Analgesic transcutaneous electrical stimulation in the system of rehabilitation treatment of patients with joint contractures after gunshot wounds of the extremities. Wounded people with the consequences of gunshot fractures of the extremities usually have persistent joint contractures that are difficult to treat. The reason for this is a number of features of the formation of joint contractures in gunshot fractures: myofasciotenodesis, which involves a much larger mass of tissue than is the case in non-gunshot fractures; pronounced cicatricial changes in the muscles as a consequence of the long course of the wound process; development of infectious complications, progression of arthrogenic changes, affecting all elements of the bursal-ligamentous apparatus of the joint without exception.
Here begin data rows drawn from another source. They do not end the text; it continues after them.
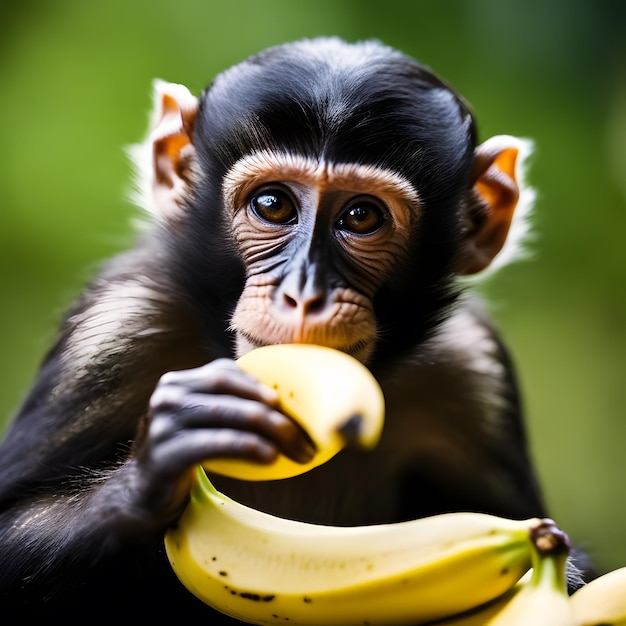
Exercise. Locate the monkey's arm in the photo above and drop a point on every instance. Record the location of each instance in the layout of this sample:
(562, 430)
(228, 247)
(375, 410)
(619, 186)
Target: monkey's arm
(84, 474)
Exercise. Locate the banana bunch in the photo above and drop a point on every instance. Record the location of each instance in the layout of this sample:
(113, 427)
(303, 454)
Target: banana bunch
(540, 598)
(330, 394)
(458, 569)
(262, 569)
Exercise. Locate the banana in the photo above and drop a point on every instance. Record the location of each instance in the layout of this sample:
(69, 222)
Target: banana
(602, 602)
(330, 394)
(542, 599)
(262, 569)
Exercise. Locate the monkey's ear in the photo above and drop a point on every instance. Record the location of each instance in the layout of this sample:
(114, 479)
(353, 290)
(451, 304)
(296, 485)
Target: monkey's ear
(165, 161)
(495, 214)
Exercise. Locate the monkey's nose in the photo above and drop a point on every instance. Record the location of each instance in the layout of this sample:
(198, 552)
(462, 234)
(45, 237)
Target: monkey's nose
(308, 304)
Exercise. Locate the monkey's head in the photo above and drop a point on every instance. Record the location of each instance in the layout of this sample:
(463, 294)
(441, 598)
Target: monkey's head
(334, 190)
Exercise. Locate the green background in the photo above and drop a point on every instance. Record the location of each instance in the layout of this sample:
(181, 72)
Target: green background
(75, 84)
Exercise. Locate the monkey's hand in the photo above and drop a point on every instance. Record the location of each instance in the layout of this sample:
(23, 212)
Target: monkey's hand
(216, 410)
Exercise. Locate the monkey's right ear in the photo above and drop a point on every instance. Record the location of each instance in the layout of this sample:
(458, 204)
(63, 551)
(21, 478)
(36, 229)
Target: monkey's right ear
(165, 161)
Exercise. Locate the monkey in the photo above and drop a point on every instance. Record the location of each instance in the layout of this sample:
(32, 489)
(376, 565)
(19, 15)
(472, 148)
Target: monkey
(320, 192)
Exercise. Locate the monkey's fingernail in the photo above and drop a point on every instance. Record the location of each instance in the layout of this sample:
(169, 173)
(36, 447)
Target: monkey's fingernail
(307, 451)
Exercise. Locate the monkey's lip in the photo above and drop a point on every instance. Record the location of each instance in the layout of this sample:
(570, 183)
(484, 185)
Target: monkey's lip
(360, 350)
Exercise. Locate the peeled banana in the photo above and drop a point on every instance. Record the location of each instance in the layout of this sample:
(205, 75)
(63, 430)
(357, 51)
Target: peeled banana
(263, 569)
(330, 394)
(602, 602)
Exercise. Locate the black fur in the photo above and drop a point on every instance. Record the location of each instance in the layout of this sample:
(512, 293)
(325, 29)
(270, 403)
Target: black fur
(83, 506)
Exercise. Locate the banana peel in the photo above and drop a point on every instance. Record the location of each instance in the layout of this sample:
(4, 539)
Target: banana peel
(329, 393)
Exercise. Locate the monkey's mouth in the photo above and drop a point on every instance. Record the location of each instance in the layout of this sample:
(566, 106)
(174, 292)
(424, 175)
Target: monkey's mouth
(361, 349)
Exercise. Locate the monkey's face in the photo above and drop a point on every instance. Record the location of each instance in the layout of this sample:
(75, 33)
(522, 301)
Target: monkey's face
(317, 240)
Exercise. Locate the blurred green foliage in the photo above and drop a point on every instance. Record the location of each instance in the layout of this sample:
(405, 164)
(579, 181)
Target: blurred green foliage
(75, 85)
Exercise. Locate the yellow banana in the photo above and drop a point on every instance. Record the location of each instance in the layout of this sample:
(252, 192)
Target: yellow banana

The only way to overcome the retraction of contracted tissues and restore a satisfactory range of motion in a stiff joint is transosseous osteosynthesis.

There is a simple device for developing movements in the joints of the upper and lower extremities and some modifications of it. The device consists of 4 semi-arches, which are attached to 4 knitting needles, drawn in pairs in the frontal plane through the bones that form the joint. The semi-arcs, connected in pairs by stands, form two working links of the apparatus, which are connected to each other using two elastic springs that work for compression and torsion. The damper connection of paired segments of the apparatus makes it possible to painlessly distract the articular ends, thereby creating the necessary biomechanical conditions for subsequent flexion (extension) of the joint. The tightening of the springs between the links of the apparatus, providing the necessary degree of stretching of the joint space, is carried out by the patient himself, focusing on his sensations. Flexion at the joint is carried out by pushing apart two sagittally located semi-arches fixed to the front of the device with a screw device. Passive elimination of contracture with the help of such a device has only a temporary effect, which, after removing the elastic springs that fix the achieved position of flexion (extension), disappears after some time under the influence of contraction of the contracted muscles. Therefore, a method of alternating multi-stage elimination of joint stiffness is used, based on alternating passive flexion in the apparatus and the active development of movements in the joint by the patient himself after disconnecting the apparatus (imitation of its removal).

Treatment using this method aims, along with restoring movements in a stiff joint, to achieve normalization of muscle tone. Constant stretching of muscle fibers and ligaments in combination with massage has a beneficial effect on the elasticity of soft tissues, which in turn helps to increase the range of motion in the joint being developed. The treatment formula for this method is as follows:

2DRS + 6PSS + 6ASS + 6PSS + 6ASS,

where the numbers indicate the duration of each period in days, DRS - damper stretching of the joint; PSS - passive flexion of the joint with the help of an apparatus; ACC - active flexion of the joint performed by the patient himself.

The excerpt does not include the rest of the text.